Inversing the goal of neural networks


I am studying neural networks, or more specifically image classification at the moment. While I was reading, I was wondering if the following has ever been done/ is doable. If anybody could point me to some sources or ideas, I'd appreciate it!

In a traditional neural network, you have a training data set of images and the weights of the neurons in the network. The goal is to optimize the weights so that the classification of the images is accurate for training data and new images is as good as possible.

I was wondering if you could reverse this: Given a neural network and the weights to its neurons, generate a set of images corresponding to the classes that the network separates, i.e., a proto-type of the kinds of images this specific network is able to classify well.

In my mind it would work as follows (I'm sure this is not quite achievable, but just to get the idea across): Imagine a neural network that is able to classify images containing labels cat, dog and neither of those. What I want is the "inverse", i.e. an image of a cat, an image of a dog and one that is "furthest away" from the other two classes. I think that this could be done by generating images and minimizing the loss function for one specific class, while maximizing it for all other classes at the same time.

Is this kind of how Google Deep Dream visualizes what it is "dreaming"?


Solution

  • Is this kind of how Google Deep Dream visualizes what it is "dreaming"?

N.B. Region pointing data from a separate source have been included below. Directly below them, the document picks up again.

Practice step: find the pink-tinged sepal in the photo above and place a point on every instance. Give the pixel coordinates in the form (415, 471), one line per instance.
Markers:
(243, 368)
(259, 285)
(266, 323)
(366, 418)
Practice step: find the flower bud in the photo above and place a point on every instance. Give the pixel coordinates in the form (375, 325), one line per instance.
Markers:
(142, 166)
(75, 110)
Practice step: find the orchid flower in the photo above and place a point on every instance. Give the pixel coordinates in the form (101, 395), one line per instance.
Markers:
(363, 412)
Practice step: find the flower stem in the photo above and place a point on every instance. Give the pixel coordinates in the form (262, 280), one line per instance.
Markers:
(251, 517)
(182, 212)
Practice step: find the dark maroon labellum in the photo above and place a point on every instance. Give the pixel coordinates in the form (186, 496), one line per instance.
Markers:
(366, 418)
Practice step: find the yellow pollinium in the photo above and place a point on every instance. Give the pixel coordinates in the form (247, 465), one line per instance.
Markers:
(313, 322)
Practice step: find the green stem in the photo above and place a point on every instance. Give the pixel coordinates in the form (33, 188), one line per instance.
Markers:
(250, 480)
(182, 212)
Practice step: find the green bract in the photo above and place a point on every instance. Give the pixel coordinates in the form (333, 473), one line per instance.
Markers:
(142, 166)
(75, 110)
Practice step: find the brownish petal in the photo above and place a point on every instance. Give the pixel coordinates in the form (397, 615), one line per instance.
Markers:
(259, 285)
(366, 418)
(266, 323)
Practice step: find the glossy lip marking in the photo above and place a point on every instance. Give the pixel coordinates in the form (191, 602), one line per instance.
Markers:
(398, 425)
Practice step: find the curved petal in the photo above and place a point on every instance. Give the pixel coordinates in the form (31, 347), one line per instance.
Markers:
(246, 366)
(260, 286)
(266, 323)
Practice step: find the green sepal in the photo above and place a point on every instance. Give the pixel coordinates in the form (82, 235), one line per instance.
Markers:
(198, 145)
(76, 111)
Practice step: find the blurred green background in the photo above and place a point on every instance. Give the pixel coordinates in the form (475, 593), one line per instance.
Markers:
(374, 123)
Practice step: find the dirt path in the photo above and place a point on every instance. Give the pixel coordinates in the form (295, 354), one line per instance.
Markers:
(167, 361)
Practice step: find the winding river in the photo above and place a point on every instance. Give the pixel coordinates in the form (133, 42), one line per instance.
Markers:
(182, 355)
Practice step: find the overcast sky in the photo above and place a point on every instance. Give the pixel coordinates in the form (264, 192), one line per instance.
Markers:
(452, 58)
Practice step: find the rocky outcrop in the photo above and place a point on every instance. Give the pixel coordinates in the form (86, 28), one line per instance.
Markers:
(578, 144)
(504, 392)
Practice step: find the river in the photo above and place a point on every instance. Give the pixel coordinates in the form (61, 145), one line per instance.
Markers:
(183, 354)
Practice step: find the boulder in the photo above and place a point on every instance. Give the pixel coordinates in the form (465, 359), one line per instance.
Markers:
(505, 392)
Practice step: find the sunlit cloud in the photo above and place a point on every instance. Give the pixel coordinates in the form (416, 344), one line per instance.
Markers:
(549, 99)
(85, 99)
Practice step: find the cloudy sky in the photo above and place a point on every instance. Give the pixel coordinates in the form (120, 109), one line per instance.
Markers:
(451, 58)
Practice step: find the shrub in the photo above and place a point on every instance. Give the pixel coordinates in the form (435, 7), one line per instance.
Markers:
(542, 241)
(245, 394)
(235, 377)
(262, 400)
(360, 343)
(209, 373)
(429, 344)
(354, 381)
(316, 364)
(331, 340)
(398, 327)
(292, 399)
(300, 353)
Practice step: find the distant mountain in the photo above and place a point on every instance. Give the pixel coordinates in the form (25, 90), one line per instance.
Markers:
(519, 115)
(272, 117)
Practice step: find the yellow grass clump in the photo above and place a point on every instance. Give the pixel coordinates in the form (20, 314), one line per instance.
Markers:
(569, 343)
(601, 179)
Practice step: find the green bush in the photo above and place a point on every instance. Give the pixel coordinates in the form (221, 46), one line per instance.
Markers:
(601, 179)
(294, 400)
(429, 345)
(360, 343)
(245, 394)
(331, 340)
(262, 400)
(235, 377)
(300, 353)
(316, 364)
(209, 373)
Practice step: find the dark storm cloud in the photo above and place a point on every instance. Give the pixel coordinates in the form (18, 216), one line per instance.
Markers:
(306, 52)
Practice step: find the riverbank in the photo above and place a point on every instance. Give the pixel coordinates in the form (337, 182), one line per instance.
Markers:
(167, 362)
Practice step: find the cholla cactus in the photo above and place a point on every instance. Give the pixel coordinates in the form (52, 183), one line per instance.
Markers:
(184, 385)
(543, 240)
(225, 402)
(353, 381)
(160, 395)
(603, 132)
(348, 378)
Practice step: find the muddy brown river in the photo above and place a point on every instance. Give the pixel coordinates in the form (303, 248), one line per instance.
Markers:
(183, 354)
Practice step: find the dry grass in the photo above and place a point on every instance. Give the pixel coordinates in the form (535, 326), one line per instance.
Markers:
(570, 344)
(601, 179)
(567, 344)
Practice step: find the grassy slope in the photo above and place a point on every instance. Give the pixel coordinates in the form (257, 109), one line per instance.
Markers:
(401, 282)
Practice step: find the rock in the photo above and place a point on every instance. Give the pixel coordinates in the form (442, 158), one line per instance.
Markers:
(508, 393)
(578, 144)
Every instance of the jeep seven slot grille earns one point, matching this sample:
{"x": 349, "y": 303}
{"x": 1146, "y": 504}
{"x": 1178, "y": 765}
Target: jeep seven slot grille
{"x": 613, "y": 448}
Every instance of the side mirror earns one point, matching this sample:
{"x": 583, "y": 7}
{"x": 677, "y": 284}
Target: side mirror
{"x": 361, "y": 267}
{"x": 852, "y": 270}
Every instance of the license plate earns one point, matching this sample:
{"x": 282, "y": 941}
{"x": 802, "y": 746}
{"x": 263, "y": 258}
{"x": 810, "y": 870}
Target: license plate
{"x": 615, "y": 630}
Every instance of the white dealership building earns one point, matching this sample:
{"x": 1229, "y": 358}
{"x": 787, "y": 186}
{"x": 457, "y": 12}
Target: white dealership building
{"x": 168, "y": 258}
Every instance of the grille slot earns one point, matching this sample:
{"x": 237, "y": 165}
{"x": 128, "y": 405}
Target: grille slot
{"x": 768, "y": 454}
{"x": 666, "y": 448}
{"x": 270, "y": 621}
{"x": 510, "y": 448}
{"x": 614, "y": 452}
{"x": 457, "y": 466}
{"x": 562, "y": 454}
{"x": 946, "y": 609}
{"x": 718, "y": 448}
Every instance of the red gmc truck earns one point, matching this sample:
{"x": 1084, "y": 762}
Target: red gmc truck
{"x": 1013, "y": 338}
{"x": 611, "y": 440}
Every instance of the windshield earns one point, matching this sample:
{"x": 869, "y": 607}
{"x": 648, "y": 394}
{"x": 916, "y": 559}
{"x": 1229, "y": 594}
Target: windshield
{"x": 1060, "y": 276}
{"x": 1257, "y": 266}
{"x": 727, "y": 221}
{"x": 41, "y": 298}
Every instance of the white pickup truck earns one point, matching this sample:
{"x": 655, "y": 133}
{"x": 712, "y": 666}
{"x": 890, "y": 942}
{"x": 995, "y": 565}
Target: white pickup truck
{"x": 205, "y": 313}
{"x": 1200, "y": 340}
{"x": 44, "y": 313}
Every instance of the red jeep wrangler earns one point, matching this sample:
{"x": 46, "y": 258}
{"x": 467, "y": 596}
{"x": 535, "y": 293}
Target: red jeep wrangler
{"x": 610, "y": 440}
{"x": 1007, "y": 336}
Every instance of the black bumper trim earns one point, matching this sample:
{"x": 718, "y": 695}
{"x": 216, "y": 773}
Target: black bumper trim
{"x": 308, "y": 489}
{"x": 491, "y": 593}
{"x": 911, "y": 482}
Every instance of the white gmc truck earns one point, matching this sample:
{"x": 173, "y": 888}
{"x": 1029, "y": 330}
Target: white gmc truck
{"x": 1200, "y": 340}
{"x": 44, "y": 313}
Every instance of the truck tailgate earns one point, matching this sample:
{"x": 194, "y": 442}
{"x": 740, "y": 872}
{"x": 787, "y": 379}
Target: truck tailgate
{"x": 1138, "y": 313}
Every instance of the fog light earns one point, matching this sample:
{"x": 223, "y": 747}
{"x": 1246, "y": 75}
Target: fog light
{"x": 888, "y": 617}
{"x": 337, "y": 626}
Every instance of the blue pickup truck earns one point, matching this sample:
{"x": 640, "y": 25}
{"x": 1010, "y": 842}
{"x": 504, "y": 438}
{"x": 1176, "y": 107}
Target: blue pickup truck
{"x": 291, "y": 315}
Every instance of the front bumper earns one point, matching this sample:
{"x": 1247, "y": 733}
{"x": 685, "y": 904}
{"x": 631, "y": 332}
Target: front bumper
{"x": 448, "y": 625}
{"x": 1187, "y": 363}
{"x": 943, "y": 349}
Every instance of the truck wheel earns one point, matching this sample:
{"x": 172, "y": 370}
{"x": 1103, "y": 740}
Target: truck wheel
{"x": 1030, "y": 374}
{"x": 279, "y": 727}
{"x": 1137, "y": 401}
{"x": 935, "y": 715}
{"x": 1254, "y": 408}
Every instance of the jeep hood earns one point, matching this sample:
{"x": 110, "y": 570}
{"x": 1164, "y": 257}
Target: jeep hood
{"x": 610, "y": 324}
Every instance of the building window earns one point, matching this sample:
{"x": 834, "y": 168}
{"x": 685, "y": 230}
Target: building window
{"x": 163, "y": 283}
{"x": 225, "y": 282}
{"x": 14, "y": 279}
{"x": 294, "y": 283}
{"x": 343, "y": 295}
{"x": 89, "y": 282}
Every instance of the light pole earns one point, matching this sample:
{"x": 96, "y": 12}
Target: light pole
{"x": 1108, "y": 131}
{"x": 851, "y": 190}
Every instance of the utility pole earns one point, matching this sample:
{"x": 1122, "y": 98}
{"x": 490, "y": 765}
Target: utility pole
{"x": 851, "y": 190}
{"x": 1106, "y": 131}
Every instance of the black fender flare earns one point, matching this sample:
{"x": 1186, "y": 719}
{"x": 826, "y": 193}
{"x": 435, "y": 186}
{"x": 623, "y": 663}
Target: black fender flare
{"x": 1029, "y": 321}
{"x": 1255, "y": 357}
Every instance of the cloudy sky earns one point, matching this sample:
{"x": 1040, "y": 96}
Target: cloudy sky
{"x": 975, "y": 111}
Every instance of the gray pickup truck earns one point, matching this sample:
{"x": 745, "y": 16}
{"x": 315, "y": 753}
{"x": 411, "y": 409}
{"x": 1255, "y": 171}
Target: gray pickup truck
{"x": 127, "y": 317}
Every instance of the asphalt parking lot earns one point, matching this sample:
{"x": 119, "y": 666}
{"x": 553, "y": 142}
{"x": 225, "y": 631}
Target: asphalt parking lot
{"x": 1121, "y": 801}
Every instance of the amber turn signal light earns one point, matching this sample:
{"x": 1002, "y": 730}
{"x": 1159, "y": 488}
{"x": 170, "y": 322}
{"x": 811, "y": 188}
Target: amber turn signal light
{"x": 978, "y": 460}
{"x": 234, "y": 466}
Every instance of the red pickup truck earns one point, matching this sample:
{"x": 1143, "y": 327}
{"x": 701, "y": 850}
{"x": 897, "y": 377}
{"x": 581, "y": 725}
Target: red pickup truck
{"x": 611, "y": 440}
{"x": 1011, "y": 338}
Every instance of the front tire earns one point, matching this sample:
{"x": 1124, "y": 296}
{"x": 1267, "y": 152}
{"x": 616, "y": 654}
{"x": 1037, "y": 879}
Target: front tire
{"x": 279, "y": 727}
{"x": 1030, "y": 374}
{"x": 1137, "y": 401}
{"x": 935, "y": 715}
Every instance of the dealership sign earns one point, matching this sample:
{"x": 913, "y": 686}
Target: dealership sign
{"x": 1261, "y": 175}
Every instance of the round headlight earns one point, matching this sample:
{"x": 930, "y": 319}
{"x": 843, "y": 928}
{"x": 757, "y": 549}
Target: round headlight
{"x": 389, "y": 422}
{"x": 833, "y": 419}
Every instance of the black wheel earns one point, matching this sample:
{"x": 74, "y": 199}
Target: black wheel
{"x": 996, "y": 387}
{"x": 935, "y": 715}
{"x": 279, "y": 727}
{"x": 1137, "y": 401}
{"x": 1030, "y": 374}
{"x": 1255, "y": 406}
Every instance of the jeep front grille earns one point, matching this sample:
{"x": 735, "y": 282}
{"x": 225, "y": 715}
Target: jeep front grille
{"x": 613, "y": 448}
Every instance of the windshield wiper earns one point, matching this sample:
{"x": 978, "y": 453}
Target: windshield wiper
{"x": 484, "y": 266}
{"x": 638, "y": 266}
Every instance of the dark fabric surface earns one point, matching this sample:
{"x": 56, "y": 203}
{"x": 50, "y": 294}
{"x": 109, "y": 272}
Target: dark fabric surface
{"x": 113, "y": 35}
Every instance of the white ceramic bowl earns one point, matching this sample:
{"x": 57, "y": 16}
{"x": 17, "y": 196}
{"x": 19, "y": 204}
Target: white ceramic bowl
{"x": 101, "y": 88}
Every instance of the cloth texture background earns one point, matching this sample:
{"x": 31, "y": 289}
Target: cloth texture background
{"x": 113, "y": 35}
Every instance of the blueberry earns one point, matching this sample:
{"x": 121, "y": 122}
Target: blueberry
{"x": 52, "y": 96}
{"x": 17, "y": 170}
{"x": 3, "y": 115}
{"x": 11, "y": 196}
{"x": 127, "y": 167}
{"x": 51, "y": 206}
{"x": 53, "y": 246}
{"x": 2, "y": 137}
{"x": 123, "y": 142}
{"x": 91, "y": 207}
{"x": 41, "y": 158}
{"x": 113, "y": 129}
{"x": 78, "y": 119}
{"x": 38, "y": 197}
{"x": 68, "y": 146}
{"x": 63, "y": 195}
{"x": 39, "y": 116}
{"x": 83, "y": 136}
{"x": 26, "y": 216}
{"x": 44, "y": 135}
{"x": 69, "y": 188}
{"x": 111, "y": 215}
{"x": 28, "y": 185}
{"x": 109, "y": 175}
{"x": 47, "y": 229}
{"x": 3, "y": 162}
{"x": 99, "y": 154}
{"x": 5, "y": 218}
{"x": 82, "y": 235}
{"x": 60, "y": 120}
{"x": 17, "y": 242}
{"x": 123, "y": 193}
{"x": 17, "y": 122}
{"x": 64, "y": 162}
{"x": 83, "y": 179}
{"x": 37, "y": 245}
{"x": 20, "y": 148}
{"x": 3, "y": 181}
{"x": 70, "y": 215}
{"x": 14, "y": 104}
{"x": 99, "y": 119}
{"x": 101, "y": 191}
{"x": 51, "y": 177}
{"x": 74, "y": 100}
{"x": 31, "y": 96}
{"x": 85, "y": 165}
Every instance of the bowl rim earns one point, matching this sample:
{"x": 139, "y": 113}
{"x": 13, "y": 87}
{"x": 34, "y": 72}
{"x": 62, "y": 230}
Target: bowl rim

    Pretty much, it seems, at least that's how the people behind it explain it:

    One way to visualize what goes on [in a neural network layer] is to turn the network upside down and ask it to enhance an input image in such a way as to elicit a particular interpretation. Say you want to know what sort of image would result in “Banana.” Start with an image full of random noise, then gradually tweak the image towards what the neural net considers a banana (see related work [...]). By itself, that doesn’t work very well, but it does if we impose a prior constraint that the image should have similar statistics to natural images, such as neighboring pixels needing to be correlated.

    Source - The whole blog post is worth reading.